Sean fronça les sourcils, cela ne lui plaisait pas, mais que faire d’autre ? Le temps pressait, chaque jour et chaque nuit qui passait risquait de voir surgir une créature presque invisible ou Korn en personne.
– Bien, dit-il, Lewis, Meredith et Zach vous allez chez le shérif, vous lui parlez de Aaron. Eveana, Gregor et moi on va chercher le livre chez moi. On se retrouve tous demain matin sur le ponton dans le parc.
– Je préférerais être avec Eveana, dit Zach, c’est juste une question de… sécurité, je me sentirais plus rassuré.
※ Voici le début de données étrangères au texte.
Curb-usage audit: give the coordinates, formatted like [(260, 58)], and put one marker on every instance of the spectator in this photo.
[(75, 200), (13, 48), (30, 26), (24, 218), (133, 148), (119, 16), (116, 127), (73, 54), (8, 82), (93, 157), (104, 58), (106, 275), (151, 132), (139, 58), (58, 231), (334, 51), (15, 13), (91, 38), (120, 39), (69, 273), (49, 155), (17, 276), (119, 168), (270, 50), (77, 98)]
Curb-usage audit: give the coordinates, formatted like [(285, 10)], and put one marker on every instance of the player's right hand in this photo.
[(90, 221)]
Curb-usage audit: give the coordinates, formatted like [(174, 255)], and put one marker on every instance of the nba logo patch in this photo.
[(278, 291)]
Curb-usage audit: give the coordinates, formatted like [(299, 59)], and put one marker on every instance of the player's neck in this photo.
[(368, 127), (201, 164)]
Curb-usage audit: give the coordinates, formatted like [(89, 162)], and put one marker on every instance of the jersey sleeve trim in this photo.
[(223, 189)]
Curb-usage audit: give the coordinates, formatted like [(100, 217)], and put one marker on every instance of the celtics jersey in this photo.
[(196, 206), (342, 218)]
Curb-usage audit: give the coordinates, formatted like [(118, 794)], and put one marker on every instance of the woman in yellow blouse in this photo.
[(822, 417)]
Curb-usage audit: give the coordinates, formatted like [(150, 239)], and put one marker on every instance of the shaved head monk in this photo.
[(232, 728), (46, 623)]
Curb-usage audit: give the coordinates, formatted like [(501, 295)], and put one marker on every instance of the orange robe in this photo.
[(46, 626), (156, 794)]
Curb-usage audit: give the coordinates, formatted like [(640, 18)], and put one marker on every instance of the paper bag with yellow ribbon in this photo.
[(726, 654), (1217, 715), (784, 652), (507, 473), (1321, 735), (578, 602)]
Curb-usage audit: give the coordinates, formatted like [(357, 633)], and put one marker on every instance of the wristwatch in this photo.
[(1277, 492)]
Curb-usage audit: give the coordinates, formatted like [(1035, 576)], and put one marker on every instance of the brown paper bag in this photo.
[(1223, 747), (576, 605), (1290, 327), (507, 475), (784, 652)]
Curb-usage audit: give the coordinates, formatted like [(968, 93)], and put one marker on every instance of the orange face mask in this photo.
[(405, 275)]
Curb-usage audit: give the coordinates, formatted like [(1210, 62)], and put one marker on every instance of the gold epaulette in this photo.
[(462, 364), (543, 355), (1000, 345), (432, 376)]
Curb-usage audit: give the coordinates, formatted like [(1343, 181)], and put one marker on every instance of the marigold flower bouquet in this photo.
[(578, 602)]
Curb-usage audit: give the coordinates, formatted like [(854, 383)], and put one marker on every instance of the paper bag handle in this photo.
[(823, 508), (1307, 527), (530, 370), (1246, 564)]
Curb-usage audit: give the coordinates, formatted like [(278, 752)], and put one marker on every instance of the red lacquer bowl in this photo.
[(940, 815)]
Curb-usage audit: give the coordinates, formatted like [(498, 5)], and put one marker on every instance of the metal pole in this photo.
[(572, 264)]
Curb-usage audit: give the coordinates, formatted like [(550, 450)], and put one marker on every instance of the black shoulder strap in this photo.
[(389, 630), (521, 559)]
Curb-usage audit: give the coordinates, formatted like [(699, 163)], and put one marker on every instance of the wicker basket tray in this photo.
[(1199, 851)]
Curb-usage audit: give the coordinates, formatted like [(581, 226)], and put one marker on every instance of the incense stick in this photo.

– Je comprends mais nous devons équilibrer les groupes, Gregor et Eveana habitent à côté l’un de l’autre ils pourront rentrer ensemble, et le livre est chez moi. Rassure-toi, je demanderai à mon père de les raccompagner, après ce qui m’est arrivé hier soir il ne pourra pas refuser.
Zach émit quelques objections mais il se plia à la décision de son ami.
En ce vendredi d’octobre, Sean Anderson malgré son jeune âge venait de prendre en main les rênes de leur petit groupe. Il avait dicté et dirigé les opérations à venir sans se poser la question de savoir si ce serait bienvenu de sa part. Il l’avait senti ainsi, poussé par une force étrange qu’il n’avait encore jamais ressentie, une puissance bienfaisante qui rayonnait quelque part au fond de lui… mais pas de lui.